Sunday, August 26, 2007

New Links

Two new links on my blog roll: California Studies Association and Frank Barajas .

The California Studies Association sponsors an annual conference, which I attended this year in Berkeley. (I joined the steering committee for next year's conference, too.) CSA also bestows its own Carey McWilliams Award; recipients have included Mike Davis, Kevin Starr, Luis Valdez, Gerald Haslam, and James Houston and Jeanne Wakatsuki Houston.

The organization has been guided over the years by Jeff Lustig and Richard Walker. I'm eagerly awaiting my copy of Dick Walker's latest book, The Country in the City, which tells the story of environmental activism in the Bay Area.

I gather the CSA website will be redesigned soon, so it's worth checking on occasionally.

As my last entry noted, Frank is an associate professor of history at Cal State Channel Islands. He's now researching community responses to civil gang injunctions in Oxnard.

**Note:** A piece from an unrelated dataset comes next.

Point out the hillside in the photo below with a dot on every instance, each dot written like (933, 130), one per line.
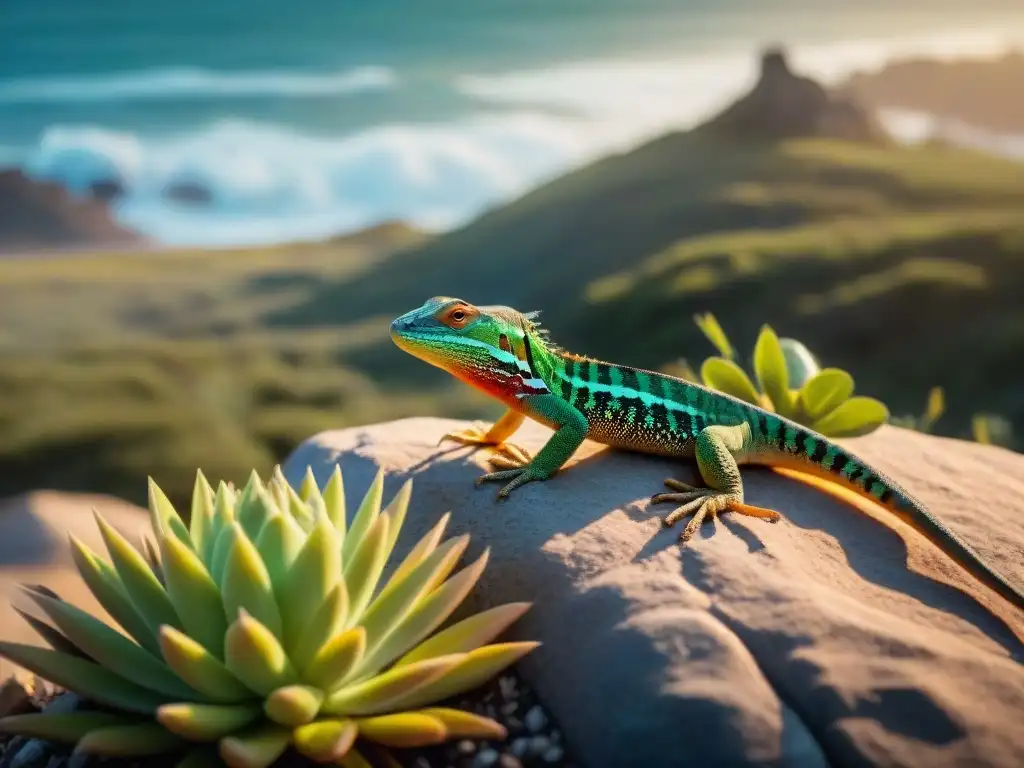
(904, 265)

Cal State Channel Islands Talk

Looks like my next talk on Carey McWilliams will happen next month at Cal State Channel Islands. Frank Barajas, a historian there, asked me to talk about McWilliams's civic engagement and public scholarship. He posted some info on the talk on his blog.

Frank's work is on Southern California history and especially Latino activism, so he has been a McWilliams aficionado for a while. Alice McGrath introduced us in May 2005, and we've been in touch since, most recently this summer at Stanford, where he was doing some archival work.

Wednesday, August 22, 2007

Heyday Books

Heyday Books just sent me Under the Dragon: California's New Culture by Lonny Shavelson and Fred Setterberg. The Oakland Museum of California co-produced it, and it has the high finish I associate with that kind of publication.

Most of the book is made up of colorful photos and verbal snapshots of the Bay Area's diverse population and hybrid culture. The foreword by Andrew Lam, author of another Heyday book (Perfume Dreams: Reflections on the Vietnamese Diaspora), offers some helpful tropes for conceptualizing social identity in the region's rich racial and ethnic melange. A list of recommended readings, including an entire section of Public Policy Institute of California (PPIC) publications, appears in the back matter. If I recall correctly, I worked on most of those PPIC reports during my years there.

I really like Heyday's operation, which is based in Berkeley. Anyone serious about California studies probably has a shelf of their books. Their McWilliams anthology, Fool's Paradise, is especially good.

Heyday was also kind enough to send along another 2007 title, Fast Cars and Frybread: Reports from the Rez, by Gordon Johnson. It's an original trade paperback, co-published by BayTree Books, that collects the author's columns from the Riverside Press-Enterprise.

Wednesday, August 15, 2007

KWMR Show Will Stream Tomorrow

...at 11 a.m., not 10 a.m., as I reported earlier. Easiest thing is to go to www.kwmr.org and click the On Air button at the top.

Tuesday, August 14, 2007

America Offline with Jonathan Rowe

I'll be on KWMR tonight at 5:30 to talk about Carey McWilliams, American Prophet, and whatever else might come up. The host is Jon Rowe, a freelance journalist and a fellow at the Tomales Bay Institute. I met Jon at the most recent California Studies Association meeting in Berkeley. KWMR serves West Marin from Point Reyes Station (90.5) and Bolinas (89.3). Here's their link:

http://www.kwmr.org/

Sunday, August 05, 2007

McWilliams Tribute on KPCC

I came upon a radio tribute to Carey McWilliams on KPCC (89.3 FM) in Pasadena. It aired last October in a segment called "Off-Ramps." Short and solid. Fanatical readers of this blog will recall that Patt Morrison also interviewed me last year about McWilliams on her KPCC show.

The KPCC website also has a great picture of him. It's a Will Connell photograph, evidently from the same session that produced the cover photo for American Prophet, but it's a little cooler than that one. McWilliams is looking directly at the camera, the dark tones are more saturated, and you can see the smoke coming off of his cigarette, all of which adds up to a noir-like image. I wish I'd seen this one earlier.